Ach, super, danke dir! Bei allen möglichen Fortbildungen, bei denen ich selbst Plickers ausprobierte, waren es ja immer nur so um die 10 Leute.
Ich habe Plickers schon ein paar Mal in meinem Mathe- und Chemieunterricht eingesetzt und bin mit dem Einsatz bisher zufrieden.
Ich habe die Plickerskarten auf etwas dickerem Papier ausgedruckt (160 g/cm^2), damit sie stabiler sind. Laminieren sollte man lassen, da sonst das Risiko besteht, dass die Folie bei ungünstigem Lichteinfall reflektiert. Das Scannen funktioniert sehr gut, solange kein Fenster hinter den SuS ist – bei Gegenlicht gibt es etwas Probleme. Ich zeige die Fragen über Beamer & Mac und scanne mit dem iPad ein. Dabei habe ich allerdings in der Regel die Verteilung der Antworten ausgeschaltet, da der Klassenvergleich kein Ziel für mich ist, sondern die individuelle Leistung zählt. Da man in Plickers nur geschlossene Items erstellen kann, formuliere ich die Fragen, wenn es geht, so, dass noch eine Erklärung notwendig ist. Ich wähle dann eine*n der SuS für die Erklärung aus, der*die richtig geantwortet hat.

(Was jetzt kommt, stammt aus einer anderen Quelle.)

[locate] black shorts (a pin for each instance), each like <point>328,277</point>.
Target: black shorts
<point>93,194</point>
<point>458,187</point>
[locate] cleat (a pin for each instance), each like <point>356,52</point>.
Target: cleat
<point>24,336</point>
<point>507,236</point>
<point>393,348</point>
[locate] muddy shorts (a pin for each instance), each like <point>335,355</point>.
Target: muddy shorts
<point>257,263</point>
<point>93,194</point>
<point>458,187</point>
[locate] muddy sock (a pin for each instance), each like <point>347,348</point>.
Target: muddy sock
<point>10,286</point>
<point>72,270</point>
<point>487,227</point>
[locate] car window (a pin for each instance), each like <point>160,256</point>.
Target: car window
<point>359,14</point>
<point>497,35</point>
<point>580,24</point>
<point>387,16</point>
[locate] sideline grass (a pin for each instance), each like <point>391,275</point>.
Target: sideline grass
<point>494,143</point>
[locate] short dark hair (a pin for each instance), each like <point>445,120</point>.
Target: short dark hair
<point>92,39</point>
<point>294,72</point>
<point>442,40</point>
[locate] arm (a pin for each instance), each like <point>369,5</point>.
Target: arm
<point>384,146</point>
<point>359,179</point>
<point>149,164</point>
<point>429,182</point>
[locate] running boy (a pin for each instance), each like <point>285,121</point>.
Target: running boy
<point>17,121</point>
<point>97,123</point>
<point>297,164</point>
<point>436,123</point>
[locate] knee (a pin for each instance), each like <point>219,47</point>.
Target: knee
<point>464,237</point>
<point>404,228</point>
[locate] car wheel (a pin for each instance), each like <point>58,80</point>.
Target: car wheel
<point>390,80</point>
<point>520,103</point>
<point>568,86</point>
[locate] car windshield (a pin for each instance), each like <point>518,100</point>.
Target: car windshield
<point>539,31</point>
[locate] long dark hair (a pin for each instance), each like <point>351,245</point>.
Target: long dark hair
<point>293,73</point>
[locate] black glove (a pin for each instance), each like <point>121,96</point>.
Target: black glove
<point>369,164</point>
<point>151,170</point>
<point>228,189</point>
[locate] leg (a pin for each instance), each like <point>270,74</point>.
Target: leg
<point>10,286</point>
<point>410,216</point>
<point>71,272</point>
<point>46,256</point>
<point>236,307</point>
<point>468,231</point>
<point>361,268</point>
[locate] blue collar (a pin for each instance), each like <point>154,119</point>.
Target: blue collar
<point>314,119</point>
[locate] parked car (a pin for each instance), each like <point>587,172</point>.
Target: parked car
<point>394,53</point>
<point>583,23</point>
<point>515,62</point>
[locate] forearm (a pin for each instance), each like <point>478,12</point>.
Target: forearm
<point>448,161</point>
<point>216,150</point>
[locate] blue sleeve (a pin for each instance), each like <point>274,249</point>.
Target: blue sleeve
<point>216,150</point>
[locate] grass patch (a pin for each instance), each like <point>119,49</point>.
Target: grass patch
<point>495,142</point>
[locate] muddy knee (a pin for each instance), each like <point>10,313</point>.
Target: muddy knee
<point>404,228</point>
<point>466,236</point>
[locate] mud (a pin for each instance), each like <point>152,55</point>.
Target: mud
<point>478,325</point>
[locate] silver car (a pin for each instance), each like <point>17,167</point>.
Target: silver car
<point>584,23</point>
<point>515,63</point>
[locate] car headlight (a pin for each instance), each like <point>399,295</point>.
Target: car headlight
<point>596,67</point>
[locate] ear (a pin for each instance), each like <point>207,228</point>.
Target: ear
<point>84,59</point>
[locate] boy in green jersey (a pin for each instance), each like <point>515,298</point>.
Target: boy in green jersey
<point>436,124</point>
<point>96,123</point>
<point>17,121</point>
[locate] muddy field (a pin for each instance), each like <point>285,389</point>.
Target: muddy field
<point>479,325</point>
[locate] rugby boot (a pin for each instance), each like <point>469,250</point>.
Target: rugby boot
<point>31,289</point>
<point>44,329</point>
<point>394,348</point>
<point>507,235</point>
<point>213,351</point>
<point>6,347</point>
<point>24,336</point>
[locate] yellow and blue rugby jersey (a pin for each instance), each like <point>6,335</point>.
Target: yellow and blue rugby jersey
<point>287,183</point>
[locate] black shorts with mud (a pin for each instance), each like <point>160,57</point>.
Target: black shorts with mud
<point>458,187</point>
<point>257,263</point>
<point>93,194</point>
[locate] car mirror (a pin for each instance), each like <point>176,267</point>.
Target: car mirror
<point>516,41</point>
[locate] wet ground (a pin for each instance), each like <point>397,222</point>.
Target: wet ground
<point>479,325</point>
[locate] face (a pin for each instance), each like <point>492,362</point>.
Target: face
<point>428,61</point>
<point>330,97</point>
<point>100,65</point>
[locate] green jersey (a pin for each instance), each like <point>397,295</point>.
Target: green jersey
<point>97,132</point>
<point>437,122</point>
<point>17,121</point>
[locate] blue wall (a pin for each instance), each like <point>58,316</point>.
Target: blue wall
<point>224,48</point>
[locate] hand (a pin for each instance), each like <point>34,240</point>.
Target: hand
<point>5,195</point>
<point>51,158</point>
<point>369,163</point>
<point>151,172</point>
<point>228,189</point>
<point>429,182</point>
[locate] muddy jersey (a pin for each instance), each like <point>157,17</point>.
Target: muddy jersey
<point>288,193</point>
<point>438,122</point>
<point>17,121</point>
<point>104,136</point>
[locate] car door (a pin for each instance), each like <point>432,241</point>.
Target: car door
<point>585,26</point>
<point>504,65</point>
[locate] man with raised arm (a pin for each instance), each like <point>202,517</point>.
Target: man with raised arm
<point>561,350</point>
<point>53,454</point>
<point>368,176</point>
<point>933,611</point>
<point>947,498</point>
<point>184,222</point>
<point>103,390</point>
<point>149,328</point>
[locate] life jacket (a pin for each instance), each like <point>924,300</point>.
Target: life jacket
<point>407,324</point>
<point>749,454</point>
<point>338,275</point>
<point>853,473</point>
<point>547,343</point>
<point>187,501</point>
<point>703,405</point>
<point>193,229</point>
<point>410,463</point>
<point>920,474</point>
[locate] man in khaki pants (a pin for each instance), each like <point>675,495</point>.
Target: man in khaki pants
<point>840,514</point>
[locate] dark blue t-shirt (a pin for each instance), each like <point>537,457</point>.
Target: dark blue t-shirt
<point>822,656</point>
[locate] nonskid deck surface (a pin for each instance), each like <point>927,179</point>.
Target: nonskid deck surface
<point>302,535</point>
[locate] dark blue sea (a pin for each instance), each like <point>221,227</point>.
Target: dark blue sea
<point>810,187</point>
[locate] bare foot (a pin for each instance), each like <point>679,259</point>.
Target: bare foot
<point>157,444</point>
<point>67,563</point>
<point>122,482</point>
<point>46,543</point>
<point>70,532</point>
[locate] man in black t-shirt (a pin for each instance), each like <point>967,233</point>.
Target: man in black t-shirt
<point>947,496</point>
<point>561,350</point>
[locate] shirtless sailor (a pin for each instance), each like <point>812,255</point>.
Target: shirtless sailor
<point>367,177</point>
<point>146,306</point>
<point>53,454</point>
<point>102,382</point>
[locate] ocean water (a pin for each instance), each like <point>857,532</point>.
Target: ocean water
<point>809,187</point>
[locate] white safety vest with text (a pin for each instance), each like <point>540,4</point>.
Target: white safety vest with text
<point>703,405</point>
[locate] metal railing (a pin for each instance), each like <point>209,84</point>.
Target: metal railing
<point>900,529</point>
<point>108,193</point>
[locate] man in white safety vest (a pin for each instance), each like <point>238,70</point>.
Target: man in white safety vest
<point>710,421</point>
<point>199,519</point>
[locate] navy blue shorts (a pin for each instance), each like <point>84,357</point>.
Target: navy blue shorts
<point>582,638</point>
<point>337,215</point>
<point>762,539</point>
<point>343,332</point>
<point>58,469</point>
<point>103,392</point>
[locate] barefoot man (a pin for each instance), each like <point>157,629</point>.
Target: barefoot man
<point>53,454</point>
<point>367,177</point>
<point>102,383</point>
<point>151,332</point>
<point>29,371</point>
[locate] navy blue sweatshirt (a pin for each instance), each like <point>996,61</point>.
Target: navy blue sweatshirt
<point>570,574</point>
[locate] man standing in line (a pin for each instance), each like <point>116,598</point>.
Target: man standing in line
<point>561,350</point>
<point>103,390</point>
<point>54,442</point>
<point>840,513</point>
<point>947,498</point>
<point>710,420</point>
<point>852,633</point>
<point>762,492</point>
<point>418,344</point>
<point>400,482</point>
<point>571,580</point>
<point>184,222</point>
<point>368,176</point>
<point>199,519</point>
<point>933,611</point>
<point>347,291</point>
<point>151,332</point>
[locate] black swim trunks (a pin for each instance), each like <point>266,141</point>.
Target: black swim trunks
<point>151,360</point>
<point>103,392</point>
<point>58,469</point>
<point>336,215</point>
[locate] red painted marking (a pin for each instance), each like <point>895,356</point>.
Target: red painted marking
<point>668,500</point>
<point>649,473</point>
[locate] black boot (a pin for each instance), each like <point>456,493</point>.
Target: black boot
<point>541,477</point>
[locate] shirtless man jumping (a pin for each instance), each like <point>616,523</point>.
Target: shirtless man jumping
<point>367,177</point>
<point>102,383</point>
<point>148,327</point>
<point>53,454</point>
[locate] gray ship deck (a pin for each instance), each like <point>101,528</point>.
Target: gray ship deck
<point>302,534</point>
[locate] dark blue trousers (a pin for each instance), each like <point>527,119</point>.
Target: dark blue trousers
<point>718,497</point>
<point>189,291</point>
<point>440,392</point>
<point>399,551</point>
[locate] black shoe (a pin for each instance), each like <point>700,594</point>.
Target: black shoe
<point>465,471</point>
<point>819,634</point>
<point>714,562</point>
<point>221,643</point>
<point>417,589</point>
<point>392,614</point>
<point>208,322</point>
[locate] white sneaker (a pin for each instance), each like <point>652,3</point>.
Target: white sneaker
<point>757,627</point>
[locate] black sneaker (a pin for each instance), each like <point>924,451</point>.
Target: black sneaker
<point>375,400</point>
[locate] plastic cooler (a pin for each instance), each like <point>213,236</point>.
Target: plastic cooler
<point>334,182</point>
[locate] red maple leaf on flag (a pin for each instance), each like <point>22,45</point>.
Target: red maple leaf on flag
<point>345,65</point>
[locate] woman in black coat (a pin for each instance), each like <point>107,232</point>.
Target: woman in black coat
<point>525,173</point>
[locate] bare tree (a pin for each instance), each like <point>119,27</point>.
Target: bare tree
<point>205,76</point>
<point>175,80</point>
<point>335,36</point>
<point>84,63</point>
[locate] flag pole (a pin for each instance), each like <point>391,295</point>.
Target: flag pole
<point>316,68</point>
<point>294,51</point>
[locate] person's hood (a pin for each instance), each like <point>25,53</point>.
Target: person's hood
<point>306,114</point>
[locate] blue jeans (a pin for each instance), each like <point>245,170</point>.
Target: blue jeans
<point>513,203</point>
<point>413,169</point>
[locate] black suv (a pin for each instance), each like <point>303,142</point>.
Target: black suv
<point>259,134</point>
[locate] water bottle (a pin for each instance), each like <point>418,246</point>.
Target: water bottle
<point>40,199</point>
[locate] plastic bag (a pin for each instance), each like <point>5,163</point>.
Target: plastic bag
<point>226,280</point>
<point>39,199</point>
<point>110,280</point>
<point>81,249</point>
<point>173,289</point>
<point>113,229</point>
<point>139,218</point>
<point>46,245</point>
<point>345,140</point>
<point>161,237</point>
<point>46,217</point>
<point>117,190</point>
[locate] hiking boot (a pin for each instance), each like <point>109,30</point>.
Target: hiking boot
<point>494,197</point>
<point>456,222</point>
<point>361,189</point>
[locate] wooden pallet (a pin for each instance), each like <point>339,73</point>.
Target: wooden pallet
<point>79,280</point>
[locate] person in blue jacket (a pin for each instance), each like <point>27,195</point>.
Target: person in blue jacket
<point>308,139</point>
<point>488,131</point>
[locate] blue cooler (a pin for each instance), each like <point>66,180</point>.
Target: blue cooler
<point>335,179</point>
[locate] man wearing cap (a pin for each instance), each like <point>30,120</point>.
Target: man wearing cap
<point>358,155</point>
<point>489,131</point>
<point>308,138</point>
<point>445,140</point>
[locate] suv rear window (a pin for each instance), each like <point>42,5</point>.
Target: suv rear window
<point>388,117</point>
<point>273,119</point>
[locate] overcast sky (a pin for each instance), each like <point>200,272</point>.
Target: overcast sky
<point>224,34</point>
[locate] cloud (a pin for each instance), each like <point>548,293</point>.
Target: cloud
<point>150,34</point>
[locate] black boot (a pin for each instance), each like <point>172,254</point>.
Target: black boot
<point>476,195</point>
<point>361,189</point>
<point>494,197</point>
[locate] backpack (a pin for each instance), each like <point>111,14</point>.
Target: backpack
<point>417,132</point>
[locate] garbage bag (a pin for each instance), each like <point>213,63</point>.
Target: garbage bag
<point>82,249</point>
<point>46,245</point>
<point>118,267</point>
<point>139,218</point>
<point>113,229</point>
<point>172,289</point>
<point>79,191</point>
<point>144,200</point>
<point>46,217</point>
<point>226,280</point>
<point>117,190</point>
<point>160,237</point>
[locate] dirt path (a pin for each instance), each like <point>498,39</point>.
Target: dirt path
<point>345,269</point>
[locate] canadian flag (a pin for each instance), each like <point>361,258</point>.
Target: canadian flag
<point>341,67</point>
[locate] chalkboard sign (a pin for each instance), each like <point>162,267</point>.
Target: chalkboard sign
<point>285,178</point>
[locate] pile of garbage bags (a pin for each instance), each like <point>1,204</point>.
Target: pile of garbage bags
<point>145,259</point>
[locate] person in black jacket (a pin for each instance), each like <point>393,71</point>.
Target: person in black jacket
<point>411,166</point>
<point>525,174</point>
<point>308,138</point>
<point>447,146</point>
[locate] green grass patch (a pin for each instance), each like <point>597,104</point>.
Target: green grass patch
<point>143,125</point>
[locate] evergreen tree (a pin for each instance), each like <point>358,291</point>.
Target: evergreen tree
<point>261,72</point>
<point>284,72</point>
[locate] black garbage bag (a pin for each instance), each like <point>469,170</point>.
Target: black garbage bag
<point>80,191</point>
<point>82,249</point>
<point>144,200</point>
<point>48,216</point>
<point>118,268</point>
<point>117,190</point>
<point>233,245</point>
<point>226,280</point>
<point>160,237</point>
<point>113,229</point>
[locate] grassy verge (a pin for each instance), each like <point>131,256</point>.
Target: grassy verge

Ich mag an der Methode, dass man eine schnelle Übersicht bekommt, wo insgesamt oder bei einzelnen SuS noch Probleme liegen. Mir ist aufgefallen, dass sich dadurch mein Blick für die SuS schärft, die sehr ruhig sind, aber Schwierigkeiten haben, aber von sich aus nicht fragen.
Ich würde allerdings offene Antworten bevorzugen, wenn das einfach unter den gegebenen Bedingungen umsetzbar wäre. Außerdem eignet sich das Format nicht so gut für komplexe Aufgaben.
Viel Spaß beim Ausprobieren. Ich bin gespannt auf deine Erfahrungen!
Danke für deinen ausführlichen Kommentar und die Tipps! Ja, ich würde auch gern was offenes haben, aber da kann man dann wohl schlecht nur scannen 😉
Ich bin gespannt, wie es ankommt!
Ich nutze Plickers gern zwischendurch, meist in Englisch, selten in Deutsch. Meine SuS mögen es gern, ebenso wie kahoot! und Quizlet.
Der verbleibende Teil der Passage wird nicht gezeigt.